WHBS
- Houghton, Michigan; United States;
- Broadcast area: Houghton micropolitan area
- Frequency: 96.3 MHz
- Branding: Lite 96.3 - Houghton's Breeze

Programming
- Format: Adult contemporary

Ownership
- Owner: Morgan Murphy Media; (Queen Bee's Knees LLC);
- Sister stations: WOLV-FM, WCCY, WHKB

History
- First air date: 2024

Technical information
- Licensing authority: FCC
- Facility ID: 762384
- Class: C1
- ERP: 37,000 watts
- HAAT: 226 meters (741 ft)

Links
- Public license information: Public file; LMS;
- Webcast: Listen Live
- Website: breeze963.com

= WHBS =

WHBS (96.3 FM) is an adult contemporary radio station licensed to Houghton, Michigan, with a power output of 37,000 watts, covering the Keweenaw Peninsula.

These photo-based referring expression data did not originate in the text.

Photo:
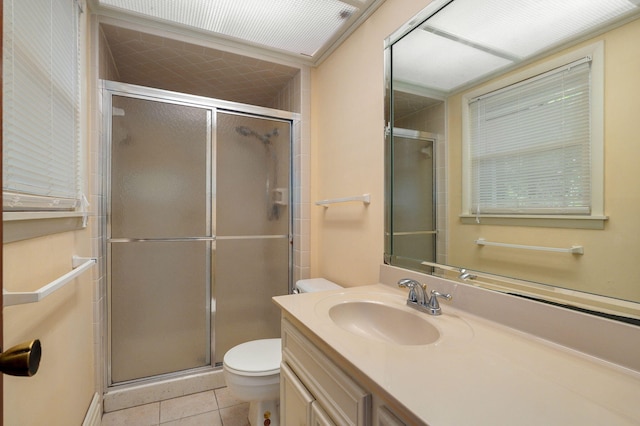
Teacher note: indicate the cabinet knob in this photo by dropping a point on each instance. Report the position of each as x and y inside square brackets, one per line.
[22, 359]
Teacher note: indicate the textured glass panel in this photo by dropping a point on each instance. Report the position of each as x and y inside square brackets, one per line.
[159, 170]
[159, 309]
[248, 274]
[413, 199]
[252, 169]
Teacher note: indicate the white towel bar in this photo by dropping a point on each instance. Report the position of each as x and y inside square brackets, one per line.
[80, 264]
[365, 198]
[572, 249]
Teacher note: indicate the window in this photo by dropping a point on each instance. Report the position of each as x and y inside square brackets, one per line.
[533, 148]
[41, 167]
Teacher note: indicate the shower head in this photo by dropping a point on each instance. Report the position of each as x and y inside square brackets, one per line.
[244, 131]
[265, 139]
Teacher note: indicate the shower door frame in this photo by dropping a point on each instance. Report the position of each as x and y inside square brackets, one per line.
[110, 89]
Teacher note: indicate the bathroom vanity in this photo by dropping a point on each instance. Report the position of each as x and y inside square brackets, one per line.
[360, 356]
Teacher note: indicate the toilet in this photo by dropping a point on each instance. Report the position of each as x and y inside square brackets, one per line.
[252, 369]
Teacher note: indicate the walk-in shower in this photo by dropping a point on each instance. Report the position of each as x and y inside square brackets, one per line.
[193, 254]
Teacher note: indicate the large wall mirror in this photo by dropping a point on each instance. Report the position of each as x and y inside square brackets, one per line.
[512, 148]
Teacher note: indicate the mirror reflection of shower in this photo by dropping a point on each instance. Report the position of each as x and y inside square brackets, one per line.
[275, 197]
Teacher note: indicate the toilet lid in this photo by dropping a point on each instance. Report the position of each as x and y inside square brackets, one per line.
[257, 357]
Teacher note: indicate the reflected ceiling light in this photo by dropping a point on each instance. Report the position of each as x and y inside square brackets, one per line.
[525, 27]
[443, 63]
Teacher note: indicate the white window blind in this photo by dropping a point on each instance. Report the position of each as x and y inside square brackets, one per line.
[41, 169]
[530, 145]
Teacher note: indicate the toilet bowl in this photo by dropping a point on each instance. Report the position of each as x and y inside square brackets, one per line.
[252, 369]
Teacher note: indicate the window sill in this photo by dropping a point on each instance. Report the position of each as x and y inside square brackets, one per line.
[546, 221]
[19, 226]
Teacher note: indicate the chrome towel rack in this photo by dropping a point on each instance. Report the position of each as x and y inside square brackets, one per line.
[80, 264]
[572, 249]
[365, 198]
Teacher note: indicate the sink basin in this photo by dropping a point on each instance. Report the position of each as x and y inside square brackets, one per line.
[383, 323]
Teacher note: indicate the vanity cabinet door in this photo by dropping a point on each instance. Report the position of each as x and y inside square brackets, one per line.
[344, 400]
[384, 417]
[295, 399]
[319, 417]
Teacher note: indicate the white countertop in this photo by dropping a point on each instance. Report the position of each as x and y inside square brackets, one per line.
[479, 372]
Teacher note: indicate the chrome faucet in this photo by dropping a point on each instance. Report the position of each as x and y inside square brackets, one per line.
[434, 306]
[466, 275]
[417, 294]
[418, 297]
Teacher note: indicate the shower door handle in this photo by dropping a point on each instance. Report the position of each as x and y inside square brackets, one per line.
[22, 359]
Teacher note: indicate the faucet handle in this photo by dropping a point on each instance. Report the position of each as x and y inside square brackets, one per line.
[434, 306]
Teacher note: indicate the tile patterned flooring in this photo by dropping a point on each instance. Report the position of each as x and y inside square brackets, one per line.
[211, 408]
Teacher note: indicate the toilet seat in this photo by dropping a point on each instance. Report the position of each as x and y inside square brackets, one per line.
[255, 358]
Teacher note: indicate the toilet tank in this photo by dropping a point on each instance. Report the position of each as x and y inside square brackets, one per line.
[310, 285]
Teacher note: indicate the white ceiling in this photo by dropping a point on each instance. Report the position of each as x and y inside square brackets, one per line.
[468, 40]
[307, 30]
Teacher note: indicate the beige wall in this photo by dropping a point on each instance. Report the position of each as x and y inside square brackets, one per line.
[63, 387]
[347, 150]
[62, 390]
[610, 259]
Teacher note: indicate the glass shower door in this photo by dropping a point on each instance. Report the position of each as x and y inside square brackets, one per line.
[159, 238]
[253, 218]
[413, 223]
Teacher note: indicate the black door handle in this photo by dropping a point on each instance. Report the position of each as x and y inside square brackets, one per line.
[22, 359]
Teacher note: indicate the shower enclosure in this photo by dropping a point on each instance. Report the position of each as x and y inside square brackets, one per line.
[413, 233]
[198, 228]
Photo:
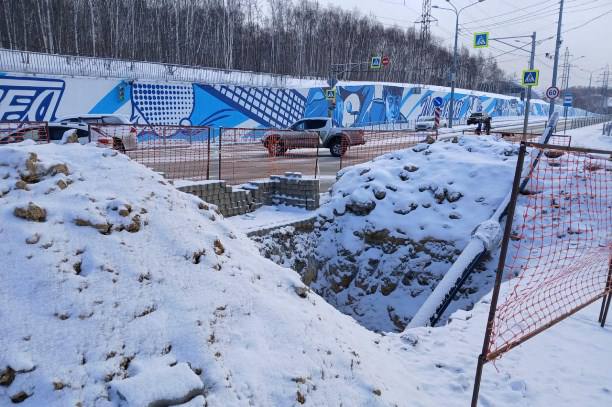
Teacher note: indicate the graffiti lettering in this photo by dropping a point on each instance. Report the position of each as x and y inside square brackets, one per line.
[29, 99]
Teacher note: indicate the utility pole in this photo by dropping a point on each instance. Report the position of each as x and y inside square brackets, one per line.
[565, 83]
[551, 108]
[453, 76]
[425, 21]
[604, 89]
[527, 103]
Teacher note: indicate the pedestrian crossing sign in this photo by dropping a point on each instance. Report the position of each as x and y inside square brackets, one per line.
[530, 77]
[376, 62]
[481, 40]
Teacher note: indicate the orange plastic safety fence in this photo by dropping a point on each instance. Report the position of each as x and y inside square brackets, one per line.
[560, 248]
[15, 132]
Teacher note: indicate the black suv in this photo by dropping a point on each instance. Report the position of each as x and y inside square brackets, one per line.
[477, 117]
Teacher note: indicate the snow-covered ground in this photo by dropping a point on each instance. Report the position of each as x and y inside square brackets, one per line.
[117, 289]
[393, 227]
[269, 217]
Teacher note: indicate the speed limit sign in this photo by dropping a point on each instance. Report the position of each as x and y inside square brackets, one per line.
[552, 92]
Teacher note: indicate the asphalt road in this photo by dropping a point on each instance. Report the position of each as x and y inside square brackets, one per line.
[240, 163]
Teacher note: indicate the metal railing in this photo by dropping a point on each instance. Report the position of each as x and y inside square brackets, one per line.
[54, 64]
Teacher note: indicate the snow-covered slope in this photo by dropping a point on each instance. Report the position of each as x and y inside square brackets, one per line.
[395, 225]
[115, 285]
[119, 290]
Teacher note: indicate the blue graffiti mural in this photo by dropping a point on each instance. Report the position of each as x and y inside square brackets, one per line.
[29, 99]
[33, 98]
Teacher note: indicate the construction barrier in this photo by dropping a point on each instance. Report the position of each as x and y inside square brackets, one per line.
[253, 154]
[556, 254]
[178, 152]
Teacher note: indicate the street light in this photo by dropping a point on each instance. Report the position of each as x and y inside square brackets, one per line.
[454, 71]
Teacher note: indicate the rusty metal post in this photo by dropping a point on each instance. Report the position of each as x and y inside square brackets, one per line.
[482, 359]
[208, 157]
[317, 161]
[219, 155]
[605, 304]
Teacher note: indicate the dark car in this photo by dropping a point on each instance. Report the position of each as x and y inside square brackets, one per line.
[477, 117]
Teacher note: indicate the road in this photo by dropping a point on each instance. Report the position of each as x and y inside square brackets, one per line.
[243, 162]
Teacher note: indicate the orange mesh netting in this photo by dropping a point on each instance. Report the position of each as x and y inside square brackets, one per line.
[560, 249]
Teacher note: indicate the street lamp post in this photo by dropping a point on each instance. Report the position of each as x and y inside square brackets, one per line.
[454, 68]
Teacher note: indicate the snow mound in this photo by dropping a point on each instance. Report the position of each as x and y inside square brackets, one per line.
[183, 310]
[394, 226]
[117, 289]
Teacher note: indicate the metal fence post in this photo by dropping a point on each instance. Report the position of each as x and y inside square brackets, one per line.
[317, 161]
[208, 157]
[220, 138]
[482, 359]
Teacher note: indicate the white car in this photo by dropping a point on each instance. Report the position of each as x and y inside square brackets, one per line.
[427, 123]
[106, 130]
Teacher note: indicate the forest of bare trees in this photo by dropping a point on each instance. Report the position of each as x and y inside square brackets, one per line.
[299, 38]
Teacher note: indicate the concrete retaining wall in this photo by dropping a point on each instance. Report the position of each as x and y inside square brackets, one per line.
[289, 189]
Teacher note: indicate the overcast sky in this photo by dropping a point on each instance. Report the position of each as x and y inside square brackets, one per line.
[503, 18]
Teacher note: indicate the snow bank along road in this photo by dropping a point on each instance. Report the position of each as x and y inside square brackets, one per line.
[118, 290]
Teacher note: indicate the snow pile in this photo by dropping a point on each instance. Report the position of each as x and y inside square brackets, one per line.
[117, 289]
[394, 226]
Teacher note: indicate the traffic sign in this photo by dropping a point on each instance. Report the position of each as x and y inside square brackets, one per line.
[481, 40]
[332, 81]
[553, 92]
[530, 77]
[376, 62]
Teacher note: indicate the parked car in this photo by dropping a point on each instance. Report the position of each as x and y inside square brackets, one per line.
[477, 117]
[82, 125]
[312, 133]
[104, 137]
[427, 123]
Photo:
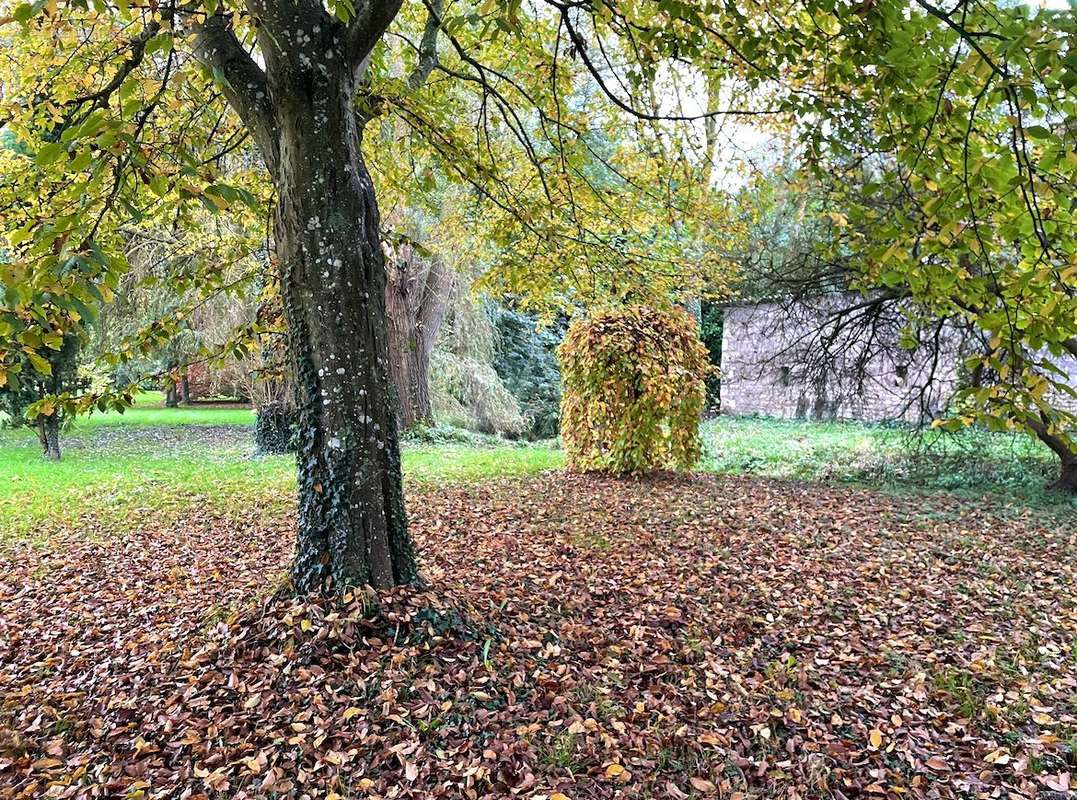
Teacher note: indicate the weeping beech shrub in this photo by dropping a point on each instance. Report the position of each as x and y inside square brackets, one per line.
[633, 390]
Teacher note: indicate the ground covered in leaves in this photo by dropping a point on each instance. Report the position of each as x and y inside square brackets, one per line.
[578, 637]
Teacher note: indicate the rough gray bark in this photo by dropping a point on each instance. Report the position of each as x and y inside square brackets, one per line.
[302, 113]
[417, 296]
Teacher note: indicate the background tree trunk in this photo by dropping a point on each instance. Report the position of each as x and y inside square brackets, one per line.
[1067, 478]
[417, 296]
[275, 425]
[49, 435]
[352, 529]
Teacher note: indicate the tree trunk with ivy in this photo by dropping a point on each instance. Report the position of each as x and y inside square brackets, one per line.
[1067, 478]
[302, 112]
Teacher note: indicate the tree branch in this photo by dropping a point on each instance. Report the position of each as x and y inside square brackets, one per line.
[243, 83]
[428, 46]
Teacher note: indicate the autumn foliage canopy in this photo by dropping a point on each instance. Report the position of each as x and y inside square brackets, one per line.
[633, 390]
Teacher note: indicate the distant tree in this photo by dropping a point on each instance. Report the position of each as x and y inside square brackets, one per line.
[417, 296]
[526, 359]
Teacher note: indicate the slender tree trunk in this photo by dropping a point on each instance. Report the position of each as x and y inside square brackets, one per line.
[275, 426]
[352, 529]
[49, 435]
[416, 299]
[1067, 478]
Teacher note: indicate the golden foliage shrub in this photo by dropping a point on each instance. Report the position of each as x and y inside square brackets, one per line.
[633, 390]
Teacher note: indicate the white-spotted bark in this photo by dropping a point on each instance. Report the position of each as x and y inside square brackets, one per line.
[302, 113]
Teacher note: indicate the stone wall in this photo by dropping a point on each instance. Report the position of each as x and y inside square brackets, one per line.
[768, 351]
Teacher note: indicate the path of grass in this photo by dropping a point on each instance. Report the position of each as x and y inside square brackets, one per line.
[119, 468]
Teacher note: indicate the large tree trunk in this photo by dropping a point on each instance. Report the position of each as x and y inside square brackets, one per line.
[417, 295]
[352, 529]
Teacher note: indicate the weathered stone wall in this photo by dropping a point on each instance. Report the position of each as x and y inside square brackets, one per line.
[765, 348]
[764, 352]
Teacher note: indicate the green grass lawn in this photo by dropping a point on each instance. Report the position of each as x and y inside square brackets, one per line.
[971, 462]
[149, 410]
[154, 462]
[119, 471]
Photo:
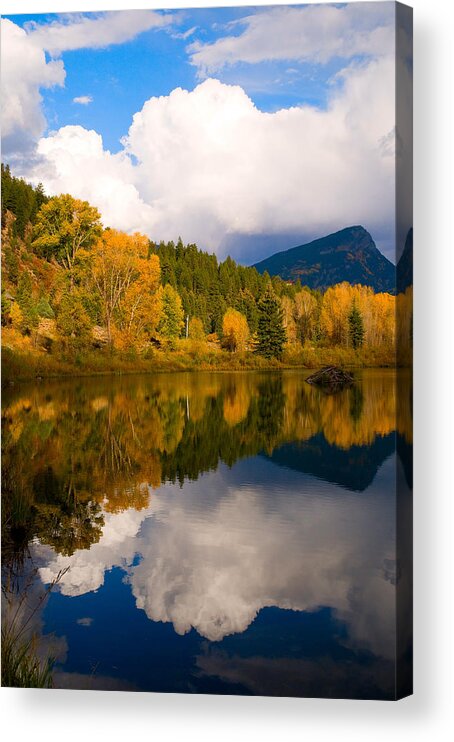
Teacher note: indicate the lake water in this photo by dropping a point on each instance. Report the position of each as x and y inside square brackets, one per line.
[221, 533]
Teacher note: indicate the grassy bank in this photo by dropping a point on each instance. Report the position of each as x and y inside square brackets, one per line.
[21, 365]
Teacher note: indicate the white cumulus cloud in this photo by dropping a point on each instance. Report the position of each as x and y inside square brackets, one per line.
[213, 563]
[25, 70]
[312, 33]
[207, 162]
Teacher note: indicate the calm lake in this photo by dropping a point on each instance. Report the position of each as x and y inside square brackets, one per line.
[224, 532]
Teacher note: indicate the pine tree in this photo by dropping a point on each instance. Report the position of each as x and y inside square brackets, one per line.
[271, 334]
[172, 322]
[355, 327]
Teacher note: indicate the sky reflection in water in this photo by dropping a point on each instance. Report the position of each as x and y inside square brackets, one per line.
[229, 533]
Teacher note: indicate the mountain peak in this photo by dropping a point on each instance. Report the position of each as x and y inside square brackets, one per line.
[347, 255]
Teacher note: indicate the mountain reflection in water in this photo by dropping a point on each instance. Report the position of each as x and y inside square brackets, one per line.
[225, 533]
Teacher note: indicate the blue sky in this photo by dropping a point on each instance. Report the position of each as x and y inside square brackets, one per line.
[303, 144]
[120, 78]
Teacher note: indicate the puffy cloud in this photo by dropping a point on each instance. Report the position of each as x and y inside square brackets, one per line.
[314, 33]
[72, 160]
[116, 547]
[211, 563]
[24, 71]
[207, 163]
[83, 100]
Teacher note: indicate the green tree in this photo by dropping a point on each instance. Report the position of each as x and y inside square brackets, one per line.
[65, 225]
[172, 317]
[355, 327]
[271, 335]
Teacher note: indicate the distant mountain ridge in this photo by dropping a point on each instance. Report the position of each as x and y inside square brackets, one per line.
[348, 255]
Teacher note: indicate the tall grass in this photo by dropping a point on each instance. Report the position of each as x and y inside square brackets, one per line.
[22, 666]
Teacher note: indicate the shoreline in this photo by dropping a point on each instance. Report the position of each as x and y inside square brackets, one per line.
[21, 367]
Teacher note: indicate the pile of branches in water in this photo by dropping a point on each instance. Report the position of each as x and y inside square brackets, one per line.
[332, 378]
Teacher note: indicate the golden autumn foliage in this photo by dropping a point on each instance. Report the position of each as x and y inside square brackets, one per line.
[377, 312]
[235, 330]
[128, 283]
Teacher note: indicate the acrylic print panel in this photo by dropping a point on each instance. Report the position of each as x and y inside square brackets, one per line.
[201, 210]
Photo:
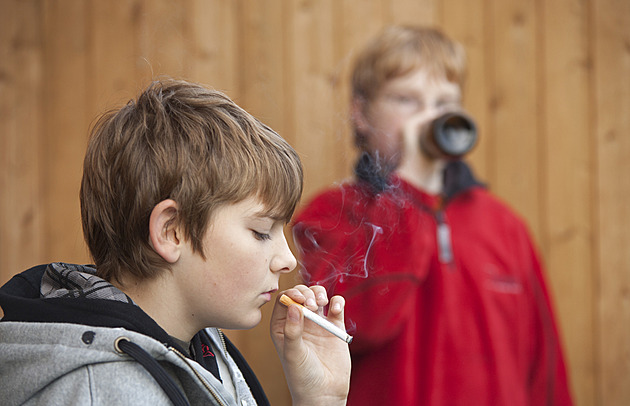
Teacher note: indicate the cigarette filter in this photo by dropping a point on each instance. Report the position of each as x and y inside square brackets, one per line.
[317, 319]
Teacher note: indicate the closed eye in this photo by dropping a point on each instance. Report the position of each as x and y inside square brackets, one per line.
[261, 236]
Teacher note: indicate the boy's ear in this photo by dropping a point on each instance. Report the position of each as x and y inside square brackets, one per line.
[357, 114]
[359, 122]
[164, 233]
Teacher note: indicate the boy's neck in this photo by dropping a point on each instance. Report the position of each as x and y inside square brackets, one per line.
[425, 174]
[156, 297]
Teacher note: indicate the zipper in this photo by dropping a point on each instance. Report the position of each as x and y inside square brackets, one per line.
[445, 245]
[222, 337]
[198, 375]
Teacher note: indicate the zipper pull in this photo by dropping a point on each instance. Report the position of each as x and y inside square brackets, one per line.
[445, 247]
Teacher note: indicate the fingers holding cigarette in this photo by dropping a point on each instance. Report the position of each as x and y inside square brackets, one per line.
[335, 312]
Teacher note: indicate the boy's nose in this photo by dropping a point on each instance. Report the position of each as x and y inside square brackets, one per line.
[283, 261]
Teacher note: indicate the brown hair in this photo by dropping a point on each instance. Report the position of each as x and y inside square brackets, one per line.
[399, 50]
[184, 142]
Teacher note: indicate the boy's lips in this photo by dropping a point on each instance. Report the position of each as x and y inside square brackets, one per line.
[267, 294]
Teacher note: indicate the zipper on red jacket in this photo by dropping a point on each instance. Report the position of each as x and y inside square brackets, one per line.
[445, 245]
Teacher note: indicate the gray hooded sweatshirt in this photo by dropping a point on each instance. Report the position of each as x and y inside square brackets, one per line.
[47, 357]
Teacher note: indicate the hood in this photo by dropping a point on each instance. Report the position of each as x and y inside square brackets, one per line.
[68, 293]
[44, 361]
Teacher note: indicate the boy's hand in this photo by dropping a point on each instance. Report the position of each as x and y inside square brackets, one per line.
[316, 363]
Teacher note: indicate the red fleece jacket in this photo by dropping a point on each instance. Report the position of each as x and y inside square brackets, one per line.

The station is owned by Morgan Murphy Media and broadcasts from studios at 313 E. Montezuma in Houghton.

In 2021, then owner Stephen Marks was the highest bidder during a Federal Communications Commission frequency auction for a new FM license serving Houghton, Michigan. Under the call letters WHSB, the new station went on the air in late 2024 at 96.3 MHz as "Lite 96-3, Houghton’s Breeze".

The station initially featured a Christmas Music format, and is expected to broadcast a Soft Adult Contemporary format following the holiday season. According to station management, the format will feature "five decades of the greatest soft pop sounds."

Much like its sister stations WOLV-FM, WCCY, and WHKB, WHBS features Keweenaw Report news and sports broadcasts, community calendar updates, and funeral announcements.